Time For A Cray Comeback?
Boone^ writes "The New York Times has an article (free reg. req.) talking about Cray Inc.'s recent resurgence in the realm of supercomputing. It discusses a bit of Cray's decline when the Cold War ended, "the occupation" under SGI, and the rebirth of the company after the Tera (now Cray Inc.) purchase. Recently Cray Inc. has been shipping their vector-based Cray X1 machine, designing ASCI Red Storm, and recently was one of 3 (also Sun, IBM) to win a large DARPA contract (PDF link) to design and develop a PetaFlops machine by 2010. Could Cray Inc. be poised for a comeback? Wall Street seems to think so."
Partner Link
Posting as Anonymous Coward, please award my Karma to starving children in the world.
SCO vs. Cray
Of course I expect that...in my Playstation IV,
equipped with an opto-quantic Emotion Engine VI
and a couple petabytes of holographic storage.
-><- no
There are still MANY applications for supercomputers. A lot of people think that linux/beo-clusters are going to be replacing supercomputers of the Cray/NEC/IBM variant. Not true. There are still many research, scientific, and military applications that require machines developed not for "slow" distributed number crunching, but require ultra high speed processor and memory architechtures.

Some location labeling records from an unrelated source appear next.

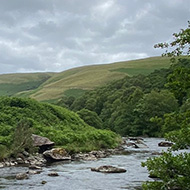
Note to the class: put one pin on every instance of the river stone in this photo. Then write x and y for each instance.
(42, 142)
(57, 154)
(53, 174)
(108, 169)
(21, 176)
(165, 144)
(35, 167)
(33, 172)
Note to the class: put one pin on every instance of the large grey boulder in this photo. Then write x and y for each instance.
(56, 154)
(21, 176)
(108, 169)
(165, 144)
(42, 142)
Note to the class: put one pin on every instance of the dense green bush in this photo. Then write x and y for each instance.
(60, 125)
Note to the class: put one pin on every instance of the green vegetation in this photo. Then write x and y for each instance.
(171, 168)
(60, 125)
(74, 92)
(132, 105)
(13, 84)
(50, 87)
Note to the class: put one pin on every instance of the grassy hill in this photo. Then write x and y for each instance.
(50, 87)
(11, 84)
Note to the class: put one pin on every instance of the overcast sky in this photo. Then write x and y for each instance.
(55, 35)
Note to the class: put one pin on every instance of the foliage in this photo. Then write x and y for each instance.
(22, 138)
(180, 44)
(127, 106)
(91, 118)
(60, 125)
(172, 168)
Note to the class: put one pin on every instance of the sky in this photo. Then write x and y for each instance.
(56, 35)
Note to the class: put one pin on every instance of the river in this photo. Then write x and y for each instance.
(78, 175)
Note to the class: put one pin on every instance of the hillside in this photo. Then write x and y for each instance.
(11, 84)
(137, 105)
(75, 81)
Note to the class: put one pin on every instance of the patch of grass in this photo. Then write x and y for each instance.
(74, 92)
(77, 80)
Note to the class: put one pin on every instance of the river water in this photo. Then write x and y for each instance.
(78, 175)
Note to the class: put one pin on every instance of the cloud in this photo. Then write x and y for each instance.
(56, 35)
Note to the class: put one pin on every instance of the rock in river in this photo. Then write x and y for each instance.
(108, 169)
(165, 144)
(42, 142)
(22, 176)
(56, 154)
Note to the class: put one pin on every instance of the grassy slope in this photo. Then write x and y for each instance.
(75, 81)
(89, 77)
(11, 84)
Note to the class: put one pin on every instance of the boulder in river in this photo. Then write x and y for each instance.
(21, 176)
(108, 169)
(56, 154)
(53, 174)
(42, 142)
(165, 144)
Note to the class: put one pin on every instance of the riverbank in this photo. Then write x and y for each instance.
(77, 174)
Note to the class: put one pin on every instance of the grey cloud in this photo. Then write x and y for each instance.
(55, 35)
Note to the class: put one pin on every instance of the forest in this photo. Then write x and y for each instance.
(155, 105)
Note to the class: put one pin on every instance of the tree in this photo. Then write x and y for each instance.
(91, 118)
(22, 138)
(173, 169)
(180, 45)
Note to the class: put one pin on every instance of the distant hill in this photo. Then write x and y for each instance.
(53, 86)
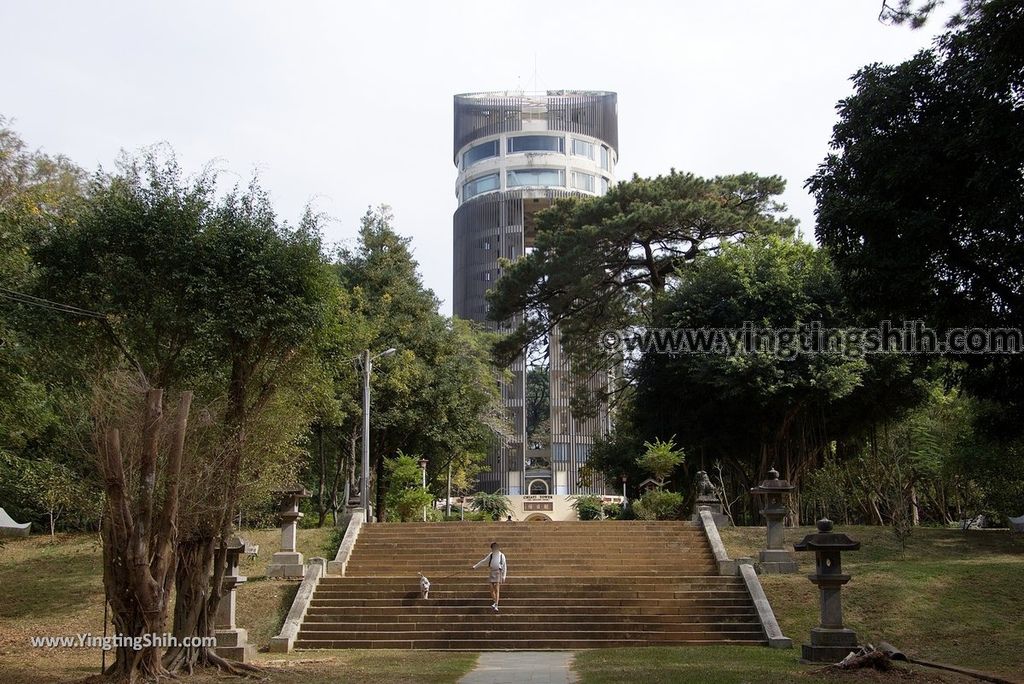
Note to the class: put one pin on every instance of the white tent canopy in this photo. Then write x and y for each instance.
(10, 528)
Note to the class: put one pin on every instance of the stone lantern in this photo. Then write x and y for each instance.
(232, 640)
(775, 557)
(288, 562)
(830, 642)
(708, 497)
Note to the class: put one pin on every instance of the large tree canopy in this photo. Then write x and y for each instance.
(601, 263)
(598, 262)
(753, 410)
(923, 201)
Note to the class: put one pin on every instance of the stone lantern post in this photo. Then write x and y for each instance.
(775, 557)
(288, 562)
(830, 641)
(708, 497)
(231, 640)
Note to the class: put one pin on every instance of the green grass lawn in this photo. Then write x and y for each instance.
(55, 588)
(955, 597)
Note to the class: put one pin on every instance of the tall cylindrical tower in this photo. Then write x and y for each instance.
(516, 153)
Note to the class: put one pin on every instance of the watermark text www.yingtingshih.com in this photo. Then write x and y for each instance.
(911, 337)
(107, 643)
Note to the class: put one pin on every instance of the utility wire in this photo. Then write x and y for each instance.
(32, 300)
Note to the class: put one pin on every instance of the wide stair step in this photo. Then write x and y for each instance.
(571, 585)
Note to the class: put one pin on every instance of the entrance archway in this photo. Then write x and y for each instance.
(539, 486)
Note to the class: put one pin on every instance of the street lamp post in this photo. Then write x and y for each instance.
(368, 366)
(423, 471)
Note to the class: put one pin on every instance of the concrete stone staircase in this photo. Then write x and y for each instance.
(571, 585)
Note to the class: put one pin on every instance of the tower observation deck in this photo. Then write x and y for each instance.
(516, 153)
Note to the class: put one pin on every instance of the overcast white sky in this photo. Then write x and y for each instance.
(349, 104)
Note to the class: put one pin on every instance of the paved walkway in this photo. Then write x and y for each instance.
(522, 668)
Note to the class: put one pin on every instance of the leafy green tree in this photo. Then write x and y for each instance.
(406, 497)
(36, 436)
(920, 204)
(588, 507)
(658, 505)
(599, 263)
(438, 394)
(207, 294)
(660, 459)
(758, 409)
(497, 506)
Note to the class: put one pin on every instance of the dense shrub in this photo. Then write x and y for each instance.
(588, 507)
(658, 505)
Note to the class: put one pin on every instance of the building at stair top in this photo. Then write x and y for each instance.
(516, 153)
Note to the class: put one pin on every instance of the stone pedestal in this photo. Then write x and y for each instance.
(775, 557)
(830, 641)
(288, 562)
(232, 640)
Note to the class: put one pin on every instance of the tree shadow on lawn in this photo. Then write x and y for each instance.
(51, 581)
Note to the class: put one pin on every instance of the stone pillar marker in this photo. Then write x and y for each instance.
(231, 640)
(775, 557)
(830, 641)
(288, 562)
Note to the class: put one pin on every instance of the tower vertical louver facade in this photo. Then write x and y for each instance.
(516, 153)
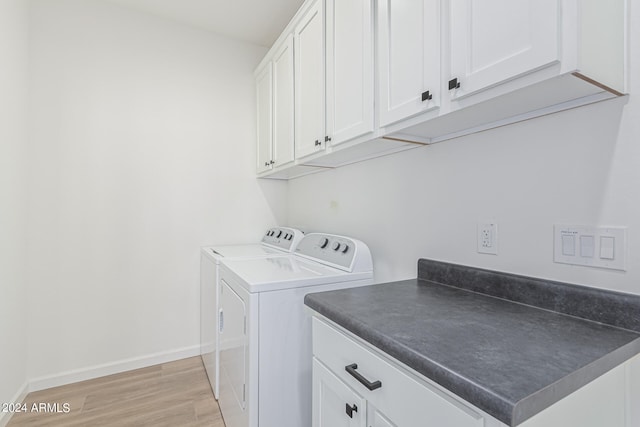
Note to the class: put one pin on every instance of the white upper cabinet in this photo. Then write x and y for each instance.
(264, 97)
(309, 82)
(418, 72)
(493, 41)
(350, 69)
(408, 58)
(283, 104)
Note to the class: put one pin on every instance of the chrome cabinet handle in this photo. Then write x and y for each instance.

So definately, time for Cray to come back and retake the supercomputer industry crown.
There's a whole bunch of PETAFlops outside of McDonalds right now having a sit in and screaming about how fur is murder.
I had to literally step on their faces to get a Big Mac.
I don't need no instructions to know how to rock!!!!
If you look at the list of top 100 supercomputers, there are systems that are almost 15 years old or even older (not sure on a few). I know these take years to build and are multibillion dollar projects, but between time has got to be a killer.
Then there's the question of ... what do you need a supercomputer for? The applications are pretty limited for a need for a petaflop computer, unless your doing mass storage, cryptography (cracking), or simulations.
Don't get me wrong I'm all about nuclear testing being done in 1's and 0's instead of in the ocean or in the desert, but how big of a bomb do you really need when it's estimated theres enough nukes to blast the entire land surface of the earth 3 times over.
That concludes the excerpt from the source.